客の平均年齢は37歳。95%がネット経由でやってくる。工事は、面積が68平米、費用は886万円が平均的という。決して安い買い物とは言えない。ところが山下社長は奇妙なことを言った。
「最初はお客さまに、どんな家が欲しいですか、という質問をいたしません」
では何を聞くのですか?
「初恋のこと、初めて買ったCD、思い出の旅……その人が本当に求めている暮らし方や価値観を確認するために、本質的な質問を重ねていきます。長い時には3時間、4時間と、カウンセリングに近いですかね」と笑った。
「家って奥深くて一生に何度もできない買い物ですから。
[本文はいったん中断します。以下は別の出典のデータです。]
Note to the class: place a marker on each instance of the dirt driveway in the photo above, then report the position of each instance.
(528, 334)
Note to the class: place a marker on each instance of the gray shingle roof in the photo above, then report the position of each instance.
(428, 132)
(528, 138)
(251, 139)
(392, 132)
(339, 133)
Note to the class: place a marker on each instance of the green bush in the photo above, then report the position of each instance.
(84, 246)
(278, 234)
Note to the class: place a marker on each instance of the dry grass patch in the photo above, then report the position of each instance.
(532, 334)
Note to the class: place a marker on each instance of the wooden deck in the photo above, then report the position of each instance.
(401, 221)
暮らす人の思いを形にするために、そうしたディープデータを活用し、嗜好にあった家作りをお手伝いします」
大量に作って一気に販売する新築マンションの間取りは「8割の人が嫌だと言わない中庸ライン」を狙っている。「一方、私たちが売っているのは、たった一人の人が良いという空間です」と山下社長。
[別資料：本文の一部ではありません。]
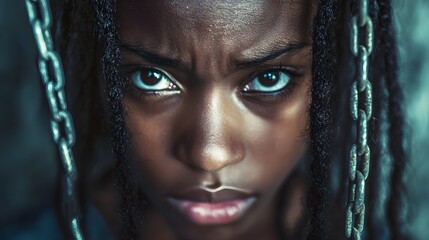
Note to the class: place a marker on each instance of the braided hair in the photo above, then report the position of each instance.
(331, 62)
買い手の思いに応える家。考えてみれば、まだ十分に供給されているとは言えない。わかりにくい不動産業界の構造や物件情報もインターネットによって透明化してきた。いよいよ家電や車のように、住宅も売り手から買い手に選択権が移りつつあるのではないか。古着もオシャレという感覚が定着している30~40代。好みの間取りやデザインが選択できる中古住宅へという流れも、自然なのだろう。
かつて、「ウサギ小屋」とまで揶揄された日本の住宅。その割に「一生で一番高い買い物」として君臨してきた特別な商品。あまりに高く見えていたそのハードルが、ブランドファッションと同程度に、自分のこだわりを表現するアイテムになる日も、すぐそこまで来ているのかもしれない。